CHICAGO (Reuters) - Consumer Reports, the 76-year-old publication best known for its reviews of automobiles and refrigerators, is trying to galvanize the American public into protesting the way medical devices are approved by the U.S. Food and Drug Administration.

The past couple of years have seen a steady drumbeat of concerns by some lawmakers that health regulators are doing too little to protect consumers from hastily approved devices that can cause injury or even death.

It's a nightmare scenario," Consumer Reports President Jim Guest wrote in an email blast to 1 million Americans earlier this year. “The implant that fixed your knee or your heart may actually be a ticking time bomb that could disable or kill you.

This isn't science fiction. Millions of medical devices including artificial hips, contact lens solution, heart stents, and pacemakers are being recalled -- 700 different products a year. And the vast majority of recalled products were never safety tested in humans, because the manufacturers claimed they were 'similar' to products already on the market," he wrote.

For decades, certain devices have been cleared by the FDA without the manufacturers ever having to test them in human beings in clinical trials, which take time and money.

The fast-track approval process is known in the industry as Pre-market Notification, or 510(k), named for the numbered section of the Food, Drug and Cosmetic Act.

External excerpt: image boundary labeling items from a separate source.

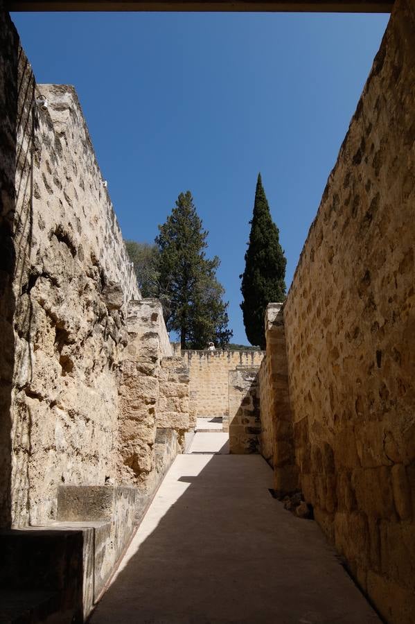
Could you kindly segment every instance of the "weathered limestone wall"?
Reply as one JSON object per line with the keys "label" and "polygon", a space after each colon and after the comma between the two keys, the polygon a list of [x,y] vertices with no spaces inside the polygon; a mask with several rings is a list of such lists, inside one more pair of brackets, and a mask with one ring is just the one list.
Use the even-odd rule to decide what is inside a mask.
{"label": "weathered limestone wall", "polygon": [[115,476],[125,304],[141,295],[73,89],[37,86],[0,20],[0,492],[1,524],[21,526],[55,518],[58,485]]}
{"label": "weathered limestone wall", "polygon": [[258,374],[260,452],[274,469],[274,489],[279,495],[293,492],[298,488],[282,306],[283,304],[272,303],[267,308],[267,352]]}
{"label": "weathered limestone wall", "polygon": [[246,455],[258,452],[258,365],[238,366],[228,373],[229,453]]}
{"label": "weathered limestone wall", "polygon": [[263,351],[183,351],[190,373],[191,410],[197,417],[228,414],[228,372],[237,366],[256,366]]}
{"label": "weathered limestone wall", "polygon": [[414,140],[397,0],[284,309],[301,487],[393,624],[415,613]]}
{"label": "weathered limestone wall", "polygon": [[176,431],[177,453],[191,427],[188,372],[182,358],[173,356],[159,301],[131,302],[127,328],[119,387],[117,478],[149,494],[158,485],[157,428]]}

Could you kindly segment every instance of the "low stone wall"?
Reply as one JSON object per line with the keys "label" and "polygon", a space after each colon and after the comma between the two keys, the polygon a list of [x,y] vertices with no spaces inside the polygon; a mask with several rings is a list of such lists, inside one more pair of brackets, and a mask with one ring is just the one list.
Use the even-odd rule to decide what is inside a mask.
{"label": "low stone wall", "polygon": [[[238,366],[229,375],[229,453],[258,453],[261,435],[258,366]],[[224,429],[227,431],[225,424]]]}
{"label": "low stone wall", "polygon": [[414,102],[397,0],[283,310],[299,485],[389,624],[415,613]]}
{"label": "low stone wall", "polygon": [[237,366],[256,366],[263,351],[183,351],[189,370],[191,411],[196,417],[227,417],[228,372]]}

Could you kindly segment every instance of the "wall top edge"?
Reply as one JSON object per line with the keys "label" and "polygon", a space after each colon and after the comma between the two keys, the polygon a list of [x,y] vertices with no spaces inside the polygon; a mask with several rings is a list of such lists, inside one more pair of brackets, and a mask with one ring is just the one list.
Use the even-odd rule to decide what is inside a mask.
{"label": "wall top edge", "polygon": [[390,12],[394,0],[9,0],[9,11]]}

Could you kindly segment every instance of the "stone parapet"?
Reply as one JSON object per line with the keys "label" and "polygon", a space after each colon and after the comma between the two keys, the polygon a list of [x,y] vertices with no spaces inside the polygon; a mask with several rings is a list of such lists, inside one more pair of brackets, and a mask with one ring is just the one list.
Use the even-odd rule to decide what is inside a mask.
{"label": "stone parapet", "polygon": [[237,366],[261,364],[265,353],[218,349],[214,352],[186,350],[181,354],[189,370],[192,413],[202,418],[226,418],[229,409],[228,372]]}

Intended for low- and moderate-risk medical devices, such as blood pressure cuffs and hypodermic needles, too many high-risk devices, such as hip implants and heart valves, were cleared through the 510(k) process and later found to cause life-threatening incidents, according to Guest.

Consumer Reports, an independent nonprofit, publishes a monthly magazine, as well as newsletters focusing on health, money, travel, home and garden, weddings and other topics.

It has a total of 8 million subscribers to all of its publications and 800,000 for its On Health monthly newsletter, which was established in 1989. On Health maintains its own medical experts, but sometimes taps outside physicians.

Consumer Reports' advocacy arm, Consumers Union, would not disclose how much money it is spending on efforts to change the medical device approval process, but says its campaign is a top priority. The campaign was launched late last year at its annual Patient Safety Summit.

The Institute of Medicine, a nongovernmental, nonprofit organization that provides medical advice to policy makers and the public, characterized the 510(k) approval process as “fatally flawed" and said it should be scrapped.